Boswell invites audiences to explore and honour our personal and collective strengths, vulnerabilities, triumphs, sorrows, contradictions - our rage and our love; our knowns and unknowns – through storytelling and the radical act of listening. The work is about memory, history, place, and the importance of intergenerational exchange. With delicate yet rigorous energy, Boswell transforms the site into a sanctuary. Through the generous recollections and contemplations of the elders, visitors are invited to connect to lineages of knowledge and be guided by the inherent wisdom of the natural world.

Nephertiti Oboshie Schandorf on her involvement: "Being a part of this project is a blessing. Phoebe's sensitivity and dedication to holding space for these complex stories and sometimes simple questions has been deeply affecting. It is a pleasure to again work with Richmond Art Service and Orleans House Gallery to recontextualise the building and grounds with the most tender of rhizomatic cultural, emotional roots and connections. We have been nurtured not only by the richness of the soils gathered underneath our fingernails but also the breaths of our future ancestors".

Phoebe Boswell: “Making this work has been endlessly rewarding. Taking the time to sit with each participant, listening as they wind their way through the sometimes fluid sometimes knotty paths of their lives has been an immense honour. A revelation. I have learned a lot. Mostly about courage, and dignity, humour, love, and simply how to live in our own bodies as well as in relation to one another. Whenever I make work that invites participation, I am stunned by the generosity and trust inherent in the bond. It is this that informs the work - it becomes what it needs to be - and I am very grateful.”

Phoebe Boswell's figurative and interdisciplinary practice denotes a commitment of care for how we see ourselves and each other. Her work explores notions of freedom, using auto/biographical stories as catalysts to contest histories and imagine futures. Working intuitively across media, she creates immersive installations which affect and are affected by the environments they occupy, by time, gestalt, the serendipity of loops, and the presence of the audience. Boswell's paintings, drawings, installations and film & video works have been exhibited and held in collections widely, including The British Museum, Los Angeles County Museum of Art (LACMA), RISD, the British Film Institute’s National Archive and the UK Government Art Collection. She was the Bridget Riley Drawing Fellow at the British School of Rome in 2019, received the Lumière Award from the Royal Photographic Society in 2021, was Whitechapel Gallery’s 2022 writer in residence, and was commissioned to make new work for the Lyon Biennale in 2022. She recently exhibited in Rites of Passage at Gagosian and will have a solo exhibition at Wentrup Gallery in Berlin in the autumn. Boswell was born in Nairobi, Kenya, and lives and works in London.

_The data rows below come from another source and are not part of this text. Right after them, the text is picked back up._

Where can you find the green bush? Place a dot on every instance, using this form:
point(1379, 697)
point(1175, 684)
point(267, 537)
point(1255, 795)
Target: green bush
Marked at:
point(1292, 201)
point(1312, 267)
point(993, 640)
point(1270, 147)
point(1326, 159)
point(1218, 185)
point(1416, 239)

Nephertiti Oboshie Schandorf is a producer of site responsive performance, audio and moving image in non-gallery contexts. Her practice is one that actively seeks collaboration and is informed by the formation of protective networks and cultural archives for those underrepresented or on the periphery of the contemporary UK arts ecology. Her work within the cultural sector includes the development and delivery of high profile public realm works including commissions for Art on the Underground, Somerset House and the 2021 Smithfield public realm commission with the City of London, Hawkins\Brown and Contemporary Art Society. She is a member of the Art on the Underground Advisory Panel, trustee for Artichoke and Artistic Director of Peckham Platform.